On the ground it was devastation. The crash scene stretched three blocks long and two blocks wide.
Houses were obliterated. Eight people in the neighborhood were killed.
And yet seconds after seeing the crash from the air traffic control tower, Baldwin said no one could believe or wanted to believe what they just saw.
One of his colleagues even tried to radio the pilots.
“Your brain did not want to process the fact that this aircraft had just crashed in the thunderstorm,” he said. “Even though it's obvious that it has.”
In those days the media were not cordoned off, away from the scene. We reported live from the midst of the charred, smoking rubble.
As a reporter on the scene back then, I remember having trouble coming to terms with all the horror that surrounded us.

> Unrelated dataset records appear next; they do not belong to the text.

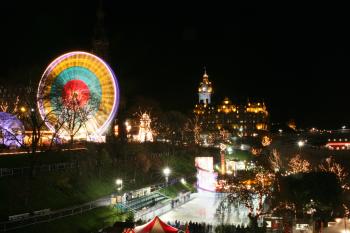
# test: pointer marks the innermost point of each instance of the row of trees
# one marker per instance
(293, 189)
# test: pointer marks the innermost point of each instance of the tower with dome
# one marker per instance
(249, 119)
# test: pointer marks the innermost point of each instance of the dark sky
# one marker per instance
(296, 58)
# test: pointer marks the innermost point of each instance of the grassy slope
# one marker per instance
(90, 221)
(63, 189)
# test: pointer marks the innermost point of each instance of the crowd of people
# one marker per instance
(195, 227)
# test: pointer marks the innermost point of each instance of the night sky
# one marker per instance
(295, 58)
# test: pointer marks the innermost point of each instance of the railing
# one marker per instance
(20, 171)
(24, 220)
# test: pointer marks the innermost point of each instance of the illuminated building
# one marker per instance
(11, 99)
(245, 120)
(145, 132)
(205, 90)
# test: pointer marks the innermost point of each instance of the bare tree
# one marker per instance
(72, 113)
(275, 160)
(298, 165)
(251, 191)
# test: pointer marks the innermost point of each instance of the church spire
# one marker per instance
(205, 75)
(205, 89)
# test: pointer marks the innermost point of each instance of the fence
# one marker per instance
(43, 168)
(44, 217)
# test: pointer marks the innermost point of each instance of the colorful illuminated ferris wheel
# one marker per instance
(78, 94)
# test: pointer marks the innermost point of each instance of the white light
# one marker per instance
(301, 143)
(166, 171)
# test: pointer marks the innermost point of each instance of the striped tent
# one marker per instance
(156, 226)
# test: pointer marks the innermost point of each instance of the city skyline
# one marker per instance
(295, 64)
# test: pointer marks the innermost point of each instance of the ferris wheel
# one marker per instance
(78, 93)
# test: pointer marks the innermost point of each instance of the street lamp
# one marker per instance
(166, 172)
(119, 183)
(301, 143)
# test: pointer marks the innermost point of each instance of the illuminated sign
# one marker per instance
(206, 177)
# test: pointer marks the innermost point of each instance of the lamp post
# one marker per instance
(166, 172)
(300, 143)
(119, 183)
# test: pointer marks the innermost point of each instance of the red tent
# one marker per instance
(156, 226)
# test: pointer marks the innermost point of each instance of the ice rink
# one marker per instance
(203, 208)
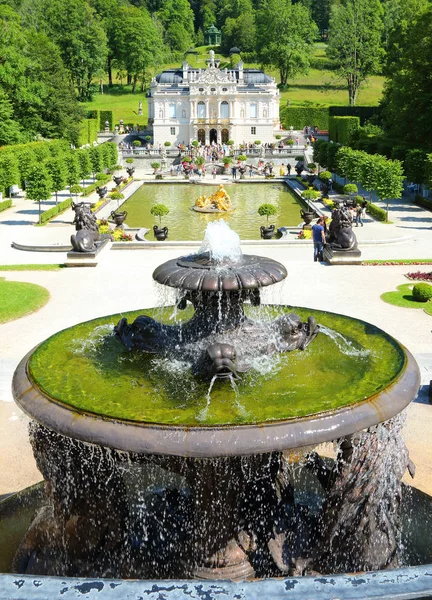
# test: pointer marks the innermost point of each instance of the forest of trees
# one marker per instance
(53, 52)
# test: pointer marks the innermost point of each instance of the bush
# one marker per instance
(376, 212)
(310, 194)
(105, 115)
(267, 210)
(5, 204)
(46, 215)
(341, 128)
(422, 292)
(100, 181)
(300, 116)
(350, 188)
(324, 176)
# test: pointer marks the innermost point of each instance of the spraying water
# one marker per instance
(221, 242)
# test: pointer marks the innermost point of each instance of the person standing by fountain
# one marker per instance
(318, 237)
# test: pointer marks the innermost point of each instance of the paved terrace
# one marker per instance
(122, 282)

And 30 years after the crash, former Kenner Fire Department Chief Mike Zito said he had the same difficulty as a young firefighter responding to the tragedy.
“It was terrible. We saw families together, still in seats.”
And in the air traffic control tower, Baldwin said there was a stunned, chilling silence as the magnitude of the crash hit everyone like a body blow they could never forget.
“I just saw 154 people get killed. I think that moment, I carried my entire FAA career,” he said. “I think that came into play about everything I ever did.”
And he said it left him with all kinds of questions.
“I found myself questioning everything about everything that we did,” he said. “Did we do everything proper? Absolutely we did.”
The federal investigation revealed that a dangerous microburst of wind shear had slammed Flight 759 to the ground as the plane was just lifting off from the runway.
“Wind shear in this scenario was a column of air, a column of air descending out of a thunderstorm and going in every direction,” he said.
The crash led to more research and a better understanding of the danger of wind shear, and it led to the installation of wind shear detection devices at airports across the country that didn't already have them.
“It's hard to think of anything good that came out of that. But countless lives have been saved worldwide because of that Pan-Am crash,” he said.
Baldwin, who just retired last month, said pilots are not be allowed to take off in similar weather conditions today.
Baldwin said he has taken action at the last second and saved lives in a number of other situations, including a near collision between two planes on the runway.
He said that gives him personal solace.